Saliendo de la @OEA_oficial, me reuní con Maria Elvira Salazar @MaElviraSalazar Chair del Western Hemisphere Subcommittee en su segundo término.
— Don Ricardo Salinas Pliego (@RicardoBSalinas) January 13, 2026
Una gran aliada en la lucha por la libertad y contra las dictaduras hispanoamericanas! pic.twitter.com/R5COToslzZ
El trasfondo fiscal: 51 mil millones de pesos en disputa
La disputa entre Salinas Pliego y Hacienda se intensificó luego de que, en noviembre pasado, el empresario agotara todas las instancias nacionales al perder varios juicios en la Suprema Corte de Justicia de la Nación (SCJN). En esos procesos se definía el pago de 51 mil millones de pesos en créditos fiscales.
Semanas después, la Secretaría de Hacienda y Crédito Público (SHCP) estableció el monto definitivo que deberá cubrir ante el Servicio de Administración Tributaria (SAT), lo que abrió la fase final del procedimiento: la ejecución del cobro, tras más de 15 años de litigio.
El titular del SAT, Antonio Martínez Dagnino, explicó que la deuda podría reducirse hasta en 39% si el empresario opta por el pago voluntario. No obstante, el propio Salinas Pliego ha dejado claro que no contempla esa vía y que continuará la disputa por la ruta internacional.

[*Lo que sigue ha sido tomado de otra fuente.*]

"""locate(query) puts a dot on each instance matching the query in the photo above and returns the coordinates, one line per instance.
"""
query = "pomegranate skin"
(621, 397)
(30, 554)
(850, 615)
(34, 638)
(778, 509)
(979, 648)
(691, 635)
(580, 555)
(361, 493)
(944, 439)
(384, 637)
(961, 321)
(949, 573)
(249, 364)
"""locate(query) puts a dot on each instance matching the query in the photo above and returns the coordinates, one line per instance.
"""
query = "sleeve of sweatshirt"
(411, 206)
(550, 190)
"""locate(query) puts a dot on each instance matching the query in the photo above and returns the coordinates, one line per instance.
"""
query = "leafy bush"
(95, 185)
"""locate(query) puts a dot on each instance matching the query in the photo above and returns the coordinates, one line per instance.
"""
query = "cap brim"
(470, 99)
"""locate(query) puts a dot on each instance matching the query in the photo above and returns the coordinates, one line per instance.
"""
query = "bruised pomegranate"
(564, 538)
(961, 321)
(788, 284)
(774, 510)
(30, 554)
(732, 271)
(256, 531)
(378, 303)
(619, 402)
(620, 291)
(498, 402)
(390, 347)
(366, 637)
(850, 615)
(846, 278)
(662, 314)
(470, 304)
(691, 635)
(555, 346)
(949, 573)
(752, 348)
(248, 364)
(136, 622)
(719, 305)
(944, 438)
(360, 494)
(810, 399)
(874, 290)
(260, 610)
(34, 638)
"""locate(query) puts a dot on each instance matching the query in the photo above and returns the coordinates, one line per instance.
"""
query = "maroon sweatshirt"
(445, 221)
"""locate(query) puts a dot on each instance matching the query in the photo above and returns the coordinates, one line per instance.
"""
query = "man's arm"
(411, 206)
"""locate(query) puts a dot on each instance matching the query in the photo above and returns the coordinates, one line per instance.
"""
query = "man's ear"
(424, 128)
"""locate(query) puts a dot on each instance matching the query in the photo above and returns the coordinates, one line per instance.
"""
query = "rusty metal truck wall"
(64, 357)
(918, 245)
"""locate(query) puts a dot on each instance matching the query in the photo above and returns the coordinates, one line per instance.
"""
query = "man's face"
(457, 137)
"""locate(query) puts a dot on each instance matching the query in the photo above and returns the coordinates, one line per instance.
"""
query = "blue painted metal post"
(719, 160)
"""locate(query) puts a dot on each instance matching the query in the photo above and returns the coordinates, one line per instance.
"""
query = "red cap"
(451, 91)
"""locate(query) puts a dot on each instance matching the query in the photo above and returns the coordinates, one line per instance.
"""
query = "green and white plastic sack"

Alcance real de la denuncia internacional
En el plano jurídico, especialistas advierten que la denuncia ante la CIDH difícilmente alterará el curso del proceso fiscal en México. El organismo puede tardar años en decidir si admite el caso y, eventualmente, si lo turna a la Corte Interamericana de Derechos Humanos.
Incluso en el escenario —considerado poco probable— de un fallo favorable al empresario, el impacto sería principalmente simbólico, ya que las resoluciones internacionales difícilmente podrían revertir el cobro, sobre todo tras la reforma al juicio de amparo aprobada por el Congreso, que acortó los plazos para frenar ejecuciones fiscales.
Un conflicto con implicaciones políticas y mediáticas
La batalla entre Salinas Pliego y el Gobierno federal trasciende el ámbito judicial. La presidenta Claudia Sheinbaum ha convertido el combate contra los grandes deudores fiscales en uno de los ejes de su administración, con el objetivo de aumentar la recaudación sin impulsar una reforma fiscal.
En ese contexto, el empresario se ha vuelto un símbolo del Ejecutivo frente a los adeudos que, en conjunto, suman cerca de dos billones de pesos atrapados en litigios fiscales. Al mismo tiempo, Salinas Pliego se ha consolidado como una de las voces más visibles de la oposición, con un fuerte peso mediático y una influencia política en ascenso.
La denuncia presentada en Washington mantiene vivo un pleito que se libra en tribunales, medios y ahora en foros internacionales. Aunque el desenlace legal aún parece lejano, la confrontación entre el magnate y el Estado mexicano continúa sumando episodios en un conflicto que combina fiscalidad, poder político y exposición pública.